The biggest loser from this uncertainty will actually be the U.S. as the immediate supply shock to prices will almost certainly be growth negative and inflationary. This would mean the Fed will likely have to be on hold for the next couple of quarters to observe the extent of the supply side shocks – electronics equipment will almost certainly become more expensive with company margins getting further squeezed (your next laptop/iPhone purchase is probably going to get quite expensive).

Overall, as we have mentioned in our previous publications, we are witnessing the spectacular unravelling of the US consensus growth view and ‘US exceptionalism’. Potential further global tariffs and trade wars will only lead to higher working capital, shrinking margins, and lower capex, for global corporates, especially SMEs across retail and industrial goods trading. As such, we expect the US economy to slow down in 2025, caused by (a) policy uncertainty, (b) lesser corporate spending and job hiring, and (c) less global firms/corps investing in US, (d) Trump’s administration’s efforts to shrink government spending via the DOGE campaign efforts.

All in all, when the dust settles, we believe Asia will come out ahead given the strong macroeconomic anchors and attractive valuation levels. This will be a multi-year buying opportunity for Asian assets over the medium term in our view.

 

PORTFOLIO COMMENTARY

The Asia Investment Grade Bond fund was down 22bps over the month of March, marginally behind the index that was +4bps. However, April has seen a drawdown of -2.5%, driven by the larger active beta share in the portfolio versus the index. At the time of writing, the portfolio has a yield-to-worst of 6.45% (USD terms), Z-spread of 297 bps, and duration of 6.1 years.

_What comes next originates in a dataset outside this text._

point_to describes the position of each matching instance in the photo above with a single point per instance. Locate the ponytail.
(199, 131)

This is one of the few crises in the history of the Asian asset class where we believe the extent of the price action downward is discordant with the prospect of fundamental balance sheet deterioration for the companies represented in the index. There is little to no exposure to exporters directly into the U.S. Our financials exposure is close to 45% of the portfolio, and is diversified across high quality and large financial institutions, with predominantly Asian-based assets that have structural exposures to non-interest and wealth management businesses. Insurance companies are extremely well capitalised and well-regulated in developed market regimes. Another 15% of the portfolio is in infrastructure names that have stable, defensive cash flows and are domestically oriented. The balance of the portfolio is in diversified sectors where the export content is low and credit quality is high.

Over the past month, we have been very active in new issues before the current tariff blow out. We traded new issues such as Marubeni, MTRC, Bank Mandiri, and Jollibee Foods. On the other hand, we took the opportunity to add to spread names in new issues such as Bangkok Bank T2s and LG Energy Solutions. To fund these positions, we trimmed tight China tech names such as Meituan, Alibaba, and Tencent. This also helped to keep the duration of the fund at 6.1 years after a temporary duration extension towards 6.3 years in the prior month. We also reallocated our exposure within HBSC AT1s towards more attractive new issuances and trimmed out of the shorter-dated and tighter older bonds.

For the rest of 2025, we are confident that performance will bounce back as the high degree of uncertainty fades. We would advise investors to look through the immediate noise and invest in a portfolio with high carry, moderate duration that has the potential to provide compounded high single digit returns over the next 3-5 years.

Thank you for your continued support.